The winner of that game, I just had

pointed right here to the cell that the winner of that game to Manhattan.

See if I remove the arrow and I go here and say trace precedents, you can see

that that cell, the winner of that game, was the cell that fed into that formula.

Okay, so we've got the play-in games decided, which removed the arrows.

By the way, that trick on the arrows is in chapter 15, it's called the auditing tool.

Chapter 15 of Data Analysis and Business Modeling.

Okay.

So now how do you put the stuff in once you [INAUDIBLE] Selection Sunday and

the spreadsheet will do the rest throughout the tournament.

You can figure out various props bets or complicated bets.

I actually have a spreadsheet that simulates the outcome of every game.

Which might interest you when you fill out your pool, because maybe you get,

if you have 12 seed wins you get 12 points.

If you pick a five seed, they win, they get five points.

You could do things like that.

Okay.

So, Kentucky, you fill in the teams that in

the first bracket listed on the left side of your bracket sheet.

You fill in the number one seed in the tournament and

then you fill in the team they play.

Just fill in the first 16 teams in the order that they're listed in your

first top-left bracket on your, let's say your USA Today.

Then you fill in the next 16 teams, but

you have to make sure you put the winners of the play-in games in.

Okay, like Hampton again was a play-in game winner.

The next bracket you put in, in order with the one seed

first in the order they're listed in your USA Today NCA bracket.

Basically, you put in the next bracket,

it should be the bracket that basically, the Kentucky bracket plays.

because in the semifinals,

it's going to play whoever wins this region versus that region.

Okay, and then you put the ratings of the teams in below.

So Kentucky has a rating of 100, which is really, really good.

Okay, and then you fill in the next two brackets.

Again, Villanova was a one seed.

That turned out to be a big mistake.

Okay, and then the next bracket you'd have Duke, who won the whole thing.

And then they would play the winner of that play-in game there, and

it would keep going like this.

Okay, all you've got to do is fill in this information.

In row two fill in the teams including pointing to the winner of the play-in

games after the play-in games, then the ratings, and

then the spreadsheet plays everything out.

So like you have, this isn't one and two seeds, but

you have the first team listed playing the second team listed.

Okay.

So then it does a norm inverse and it does the horizontal lookup.

So here it says Okay, A6 is team 1.

Okay. I look up their rating in the ratings row.

I name that, got lots of names here.

But the ratings row is going to be rows 3 and 4 of the ratings table.

So that's going to look up basically Kentucky's rating,

because they're the first team, and the second team it's going to look

up is who Kentucky plays, which doesn't have to be Hampton.
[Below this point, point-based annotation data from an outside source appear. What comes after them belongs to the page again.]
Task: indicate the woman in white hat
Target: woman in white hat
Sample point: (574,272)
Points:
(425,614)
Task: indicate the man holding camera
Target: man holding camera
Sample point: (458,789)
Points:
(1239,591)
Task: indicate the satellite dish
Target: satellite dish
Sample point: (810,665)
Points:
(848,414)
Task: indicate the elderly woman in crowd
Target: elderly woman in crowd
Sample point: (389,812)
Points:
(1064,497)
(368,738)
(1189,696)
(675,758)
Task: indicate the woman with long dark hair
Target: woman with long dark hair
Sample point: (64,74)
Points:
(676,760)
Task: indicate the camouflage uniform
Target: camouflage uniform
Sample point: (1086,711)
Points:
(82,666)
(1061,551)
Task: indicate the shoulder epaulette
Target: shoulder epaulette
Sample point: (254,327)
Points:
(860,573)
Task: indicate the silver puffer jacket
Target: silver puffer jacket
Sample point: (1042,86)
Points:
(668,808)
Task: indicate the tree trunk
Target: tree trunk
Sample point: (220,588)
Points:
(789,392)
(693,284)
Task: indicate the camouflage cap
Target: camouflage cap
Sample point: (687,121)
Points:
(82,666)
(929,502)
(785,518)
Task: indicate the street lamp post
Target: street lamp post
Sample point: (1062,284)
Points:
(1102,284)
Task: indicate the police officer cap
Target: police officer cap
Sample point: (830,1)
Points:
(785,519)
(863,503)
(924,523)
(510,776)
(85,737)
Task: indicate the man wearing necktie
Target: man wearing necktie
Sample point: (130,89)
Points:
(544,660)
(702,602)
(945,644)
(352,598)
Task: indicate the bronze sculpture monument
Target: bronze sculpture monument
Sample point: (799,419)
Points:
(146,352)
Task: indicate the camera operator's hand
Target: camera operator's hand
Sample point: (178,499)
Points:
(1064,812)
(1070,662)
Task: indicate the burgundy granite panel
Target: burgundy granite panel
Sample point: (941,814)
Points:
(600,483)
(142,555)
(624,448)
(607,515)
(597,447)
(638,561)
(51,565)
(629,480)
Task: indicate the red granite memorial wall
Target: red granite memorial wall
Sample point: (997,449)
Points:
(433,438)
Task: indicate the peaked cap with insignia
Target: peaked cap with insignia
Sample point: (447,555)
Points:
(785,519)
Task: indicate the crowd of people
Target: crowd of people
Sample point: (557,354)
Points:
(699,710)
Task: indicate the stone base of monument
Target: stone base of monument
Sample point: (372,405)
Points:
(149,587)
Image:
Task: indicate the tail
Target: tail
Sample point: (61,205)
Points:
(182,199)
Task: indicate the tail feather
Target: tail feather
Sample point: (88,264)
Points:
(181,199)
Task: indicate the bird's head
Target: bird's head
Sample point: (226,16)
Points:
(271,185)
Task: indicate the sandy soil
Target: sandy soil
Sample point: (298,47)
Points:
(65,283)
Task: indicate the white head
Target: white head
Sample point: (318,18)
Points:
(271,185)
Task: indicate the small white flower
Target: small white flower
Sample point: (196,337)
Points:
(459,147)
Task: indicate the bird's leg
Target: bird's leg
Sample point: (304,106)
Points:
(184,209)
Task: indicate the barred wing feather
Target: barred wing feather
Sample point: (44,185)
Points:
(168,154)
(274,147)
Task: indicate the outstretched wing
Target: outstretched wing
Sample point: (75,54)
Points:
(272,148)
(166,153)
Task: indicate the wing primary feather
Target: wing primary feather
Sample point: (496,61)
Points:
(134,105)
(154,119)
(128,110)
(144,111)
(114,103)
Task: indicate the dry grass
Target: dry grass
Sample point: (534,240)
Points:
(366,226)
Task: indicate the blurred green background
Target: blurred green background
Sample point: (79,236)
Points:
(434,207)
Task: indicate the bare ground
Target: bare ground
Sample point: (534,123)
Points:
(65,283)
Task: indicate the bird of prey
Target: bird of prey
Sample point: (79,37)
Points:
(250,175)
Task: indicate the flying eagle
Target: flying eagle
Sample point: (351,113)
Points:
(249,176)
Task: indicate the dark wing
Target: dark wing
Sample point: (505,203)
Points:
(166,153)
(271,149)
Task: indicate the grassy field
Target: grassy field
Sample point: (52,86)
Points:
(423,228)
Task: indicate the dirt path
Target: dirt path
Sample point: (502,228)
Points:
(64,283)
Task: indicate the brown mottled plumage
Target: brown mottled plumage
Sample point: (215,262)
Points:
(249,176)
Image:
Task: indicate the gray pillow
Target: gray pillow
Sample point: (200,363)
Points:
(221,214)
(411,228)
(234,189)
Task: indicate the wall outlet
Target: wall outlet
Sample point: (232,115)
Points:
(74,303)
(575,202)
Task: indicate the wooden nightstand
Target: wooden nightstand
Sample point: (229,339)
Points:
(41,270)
You can make this thing recalc by hitting the F9 key.

So it's, we're going to simulate the outcome of that Kentucky game as

number of points by which the team on the left wins by.

It's normal.

You pick a rand.

The mean is the rating of the team on the left minus the team on the right.

And then the standard deviation's 11.

Then you pick up the winner of that game with an if statement.

If this is positive, the team on the left won.

Otherwise, the team on the right won.

And then whoever won goes on to the next round.

Whoever won the next game, goes on to the next round.

You don't have to do this and then they play, because it looks up their ratings.

And then it just keeps going like that.

And then it comes down here.

Okay, it's got the winner of each region here.

For the winner of the regional semi-finals,

it would have Kansas winning and Oklahoma winning.

And then the winners of those would play in the finals.

Let's get, Iowa State would win.

Villanova would win.

Kentucky should win sometime.

There, Duke won, okay, Kentucky wins there.

Okay, so this should be my, I could do the winner in each region if I wanted to.

I'm not going to worry about that for each semifinal.

But let's just figure out what fraction of time Kentucky wins.

Okay, so I could run this guy, let's say 5,000 times.

I could do a data table.

So I can put a 1 there.

Remember home, fill series, 1 through 5000 in columns.

Okay, and then I would put the winner here.

You do this 5,000 times.

So you go Data > What-if Analysis > Data table, column input cell.

Hit F9 so this changes.

There, they change, and now if I name this range, let's say, outcomes,

okay, so I could do countif the teams name in the outcomes here.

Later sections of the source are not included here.